YOUR SOLIN GENERATED RECIPE
Lemon Herb Chicken and Quinoa Salad
Pan-seared chicken breast and fluffy quinoa tossed with crisp cucumbers and zesty lemon-herb dressing for a bright, refreshing lunch.
INGREDIENTS
5 oz chicken breast
0.5 cup cooked quinoa
0.5 cup cucumber
0.5 cup cherry tomatoes
2 tbsp red onion
1 tbsp extra virgin olive oil
1 tbsp lemon juice
1 tsp dried oregano
0.25 tsp sea salt
0.25 tsp black pepper
1 tbsp fresh parsley
PREPARATION
Season the chicken breast with 0.125 tsp sea salt, 0.125 tsp black pepper, and 0.5 tsp dried oregano.

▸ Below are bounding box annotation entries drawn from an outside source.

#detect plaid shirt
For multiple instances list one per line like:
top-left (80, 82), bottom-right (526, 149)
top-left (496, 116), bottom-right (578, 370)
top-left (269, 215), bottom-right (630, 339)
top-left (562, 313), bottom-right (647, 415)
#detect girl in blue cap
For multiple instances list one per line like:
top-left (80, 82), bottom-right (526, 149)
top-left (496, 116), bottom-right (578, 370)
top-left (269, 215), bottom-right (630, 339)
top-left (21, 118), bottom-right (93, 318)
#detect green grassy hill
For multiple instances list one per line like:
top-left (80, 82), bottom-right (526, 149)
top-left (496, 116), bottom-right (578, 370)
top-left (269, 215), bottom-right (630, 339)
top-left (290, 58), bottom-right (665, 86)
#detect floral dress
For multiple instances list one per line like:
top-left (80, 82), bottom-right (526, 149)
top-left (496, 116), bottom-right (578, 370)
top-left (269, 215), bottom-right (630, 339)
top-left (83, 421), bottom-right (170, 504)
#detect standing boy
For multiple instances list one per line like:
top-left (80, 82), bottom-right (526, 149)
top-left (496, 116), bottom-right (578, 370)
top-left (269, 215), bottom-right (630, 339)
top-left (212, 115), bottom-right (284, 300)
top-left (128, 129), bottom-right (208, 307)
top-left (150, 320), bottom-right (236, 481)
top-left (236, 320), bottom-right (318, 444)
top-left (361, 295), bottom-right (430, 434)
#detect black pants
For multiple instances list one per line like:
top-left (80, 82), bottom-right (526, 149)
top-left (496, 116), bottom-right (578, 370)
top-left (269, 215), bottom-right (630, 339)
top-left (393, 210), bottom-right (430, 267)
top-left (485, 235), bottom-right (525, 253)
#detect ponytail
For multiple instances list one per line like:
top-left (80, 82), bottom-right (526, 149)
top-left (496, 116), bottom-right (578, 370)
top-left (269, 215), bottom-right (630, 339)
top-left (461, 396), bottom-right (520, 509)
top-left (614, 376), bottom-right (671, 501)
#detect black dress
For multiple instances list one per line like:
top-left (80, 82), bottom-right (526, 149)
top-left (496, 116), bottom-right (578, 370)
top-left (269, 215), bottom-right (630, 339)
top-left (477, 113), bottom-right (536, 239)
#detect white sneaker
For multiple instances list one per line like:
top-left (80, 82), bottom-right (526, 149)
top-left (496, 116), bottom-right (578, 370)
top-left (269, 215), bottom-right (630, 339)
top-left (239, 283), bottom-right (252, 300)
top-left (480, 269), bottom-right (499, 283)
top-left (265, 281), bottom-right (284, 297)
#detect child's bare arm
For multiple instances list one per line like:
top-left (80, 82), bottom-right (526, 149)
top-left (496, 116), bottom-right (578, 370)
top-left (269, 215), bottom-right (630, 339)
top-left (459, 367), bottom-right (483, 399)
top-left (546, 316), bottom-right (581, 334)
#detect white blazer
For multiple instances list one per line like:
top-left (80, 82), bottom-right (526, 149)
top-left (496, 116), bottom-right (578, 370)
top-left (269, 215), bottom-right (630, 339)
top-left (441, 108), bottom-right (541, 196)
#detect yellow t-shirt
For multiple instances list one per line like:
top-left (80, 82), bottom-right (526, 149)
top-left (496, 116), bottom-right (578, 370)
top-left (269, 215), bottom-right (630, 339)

Heat 0.5 tbsp olive oil in a skillet over medium-high heat and sear the chicken for 6 minutes per side until cooked through.
While the chicken rests, dice the cucumber, halve the cherry tomatoes, and finely mince the red onion.
In a large mixing bowl, whisk together the remaining 0.5 tbsp olive oil, lemon juice, remaining 0.5 tsp dried oregano, and the rest of the salt and pepper.
Slice the rested chicken into bite-sized cubes.
Add the cooked quinoa, chopped vegetables, and chicken to the bowl with the dressing.
Toss everything together until well combined and top with freshly chopped parsley.